The other day, I was directing a rehearsal, and I overheard one of my young actors exclaim, "I’m shaking!"
"Are you nervous about being off book?" I asked her, realizing, in hindsight, the naïvety in this question.
"No," the other girls and boys started chiming in, "We have puberty class next week. And . . . we have to learn about . . . the other one . . . you know?"
"You know . . . the other . . ." they kept saying, widening their eyes.
"The boys have to learn about the girls, and the girls have to learn about the boys," I translated.
Thanks to whomever, by the way, for having puberty class the week before our musical.
"It will be fine," I assured the kids. "We all went through it and survived."
Secretly I thought, "And I'm glad I don't have to go through that again."
Trigger warning: Unenlightened men and prudish women, plug your ears.
I started my period early. I was eleven years old, and we had only been living in Idaho for a few months. I was already the nerdy freckle-faced girl who wore glasses that were two inches thick. And I had to deal with a period on top of all that?
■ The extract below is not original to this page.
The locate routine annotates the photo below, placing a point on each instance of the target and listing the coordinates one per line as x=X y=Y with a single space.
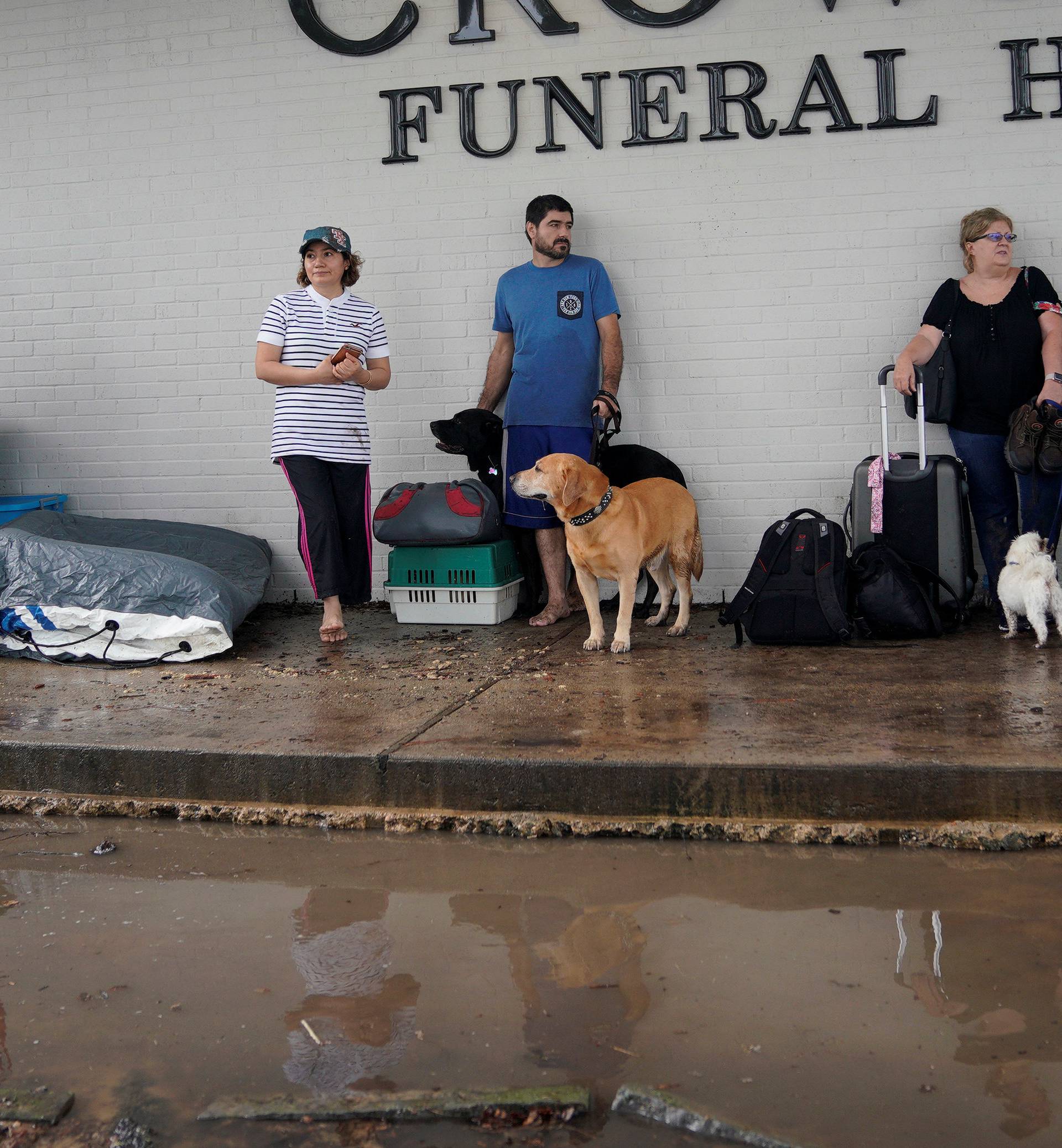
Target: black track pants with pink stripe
x=335 y=530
I missed the puberty talk in Ohio and arrived right after the one in Idaho, but I had already learned about it from reading Are You There God? It’s Me Margaret and Deenie umpteen times. Several well-meaning girls from my new 5th grade class gave me a copy of the puberty book they had received a few weeks earlier. Apparently, I was the only one who really needed it.
Oh, and I learned about puberty from my neurotic mother, a woman who never wore tampons because she thought TSS was inevitable, and you even could die from taking one out of the package.
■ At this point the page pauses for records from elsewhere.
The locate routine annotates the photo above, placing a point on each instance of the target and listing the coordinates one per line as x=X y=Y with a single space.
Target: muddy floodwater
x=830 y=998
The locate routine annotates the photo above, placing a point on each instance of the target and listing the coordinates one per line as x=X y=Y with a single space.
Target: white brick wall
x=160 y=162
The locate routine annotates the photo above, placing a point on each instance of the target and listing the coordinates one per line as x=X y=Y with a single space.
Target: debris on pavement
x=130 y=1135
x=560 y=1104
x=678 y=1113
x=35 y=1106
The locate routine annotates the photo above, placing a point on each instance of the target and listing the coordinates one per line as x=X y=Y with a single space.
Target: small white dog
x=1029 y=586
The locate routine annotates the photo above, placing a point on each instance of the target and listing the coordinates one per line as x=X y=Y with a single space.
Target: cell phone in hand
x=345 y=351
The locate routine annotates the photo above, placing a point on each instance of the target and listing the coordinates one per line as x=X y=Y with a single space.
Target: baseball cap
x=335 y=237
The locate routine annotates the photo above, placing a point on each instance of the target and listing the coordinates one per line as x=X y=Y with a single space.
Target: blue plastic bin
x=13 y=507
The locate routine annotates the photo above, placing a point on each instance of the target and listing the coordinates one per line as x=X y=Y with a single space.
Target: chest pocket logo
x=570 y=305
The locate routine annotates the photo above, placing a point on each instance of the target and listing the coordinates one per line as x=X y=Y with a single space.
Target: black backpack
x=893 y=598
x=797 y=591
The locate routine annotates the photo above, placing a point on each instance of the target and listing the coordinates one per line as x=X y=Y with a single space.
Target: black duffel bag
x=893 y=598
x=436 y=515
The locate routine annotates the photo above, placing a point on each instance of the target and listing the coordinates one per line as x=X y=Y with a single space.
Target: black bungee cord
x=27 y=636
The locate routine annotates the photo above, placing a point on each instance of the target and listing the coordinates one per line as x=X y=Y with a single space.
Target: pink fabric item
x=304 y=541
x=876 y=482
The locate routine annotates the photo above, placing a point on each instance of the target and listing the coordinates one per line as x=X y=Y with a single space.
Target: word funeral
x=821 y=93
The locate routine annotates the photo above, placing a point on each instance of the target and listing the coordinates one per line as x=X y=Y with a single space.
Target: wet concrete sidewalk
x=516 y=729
She also taught me to be thankful that I didn't have to wear the old 1950s maxi pads with belts. For that, I was thankful.
I was a dancer though, and I got tired of wearing pads under my leotard. So in 9th grade (I wish I had done it sooner), I locked myself in the bathroom with a mirror and figured out how to wear a tampon.
I came out crying, not because I was hurt, but because I was emotional from the gravity of it all.
My husband, Dan, laughed when I told him this story.
"That doesn't sound like you at all," he said, his tone of voice making it clear that it sounded exactly like me.
"I'm a woman now!" I proclaimed tearfully to my mother and anyone else in earshot of the bathroom.
My mother called our family doctor and asked her advice on how to prevent TSS.
Her advice was simple, "Just change the tampon every six to eight hours or so and wipe well."
I'm sure those kids will be fine in puberty class, but I am glad I'm done with it.
Or am I . . . ?
I have decided I need a puberty class on the years leading up to menopause. There is some weird hormonal shit happening to my body now that I'm in my 40s, and nobody has offered to teach a class on that.
I take that back. WebMd has a lot to say on the subject, but 50% of the time, it ends in death.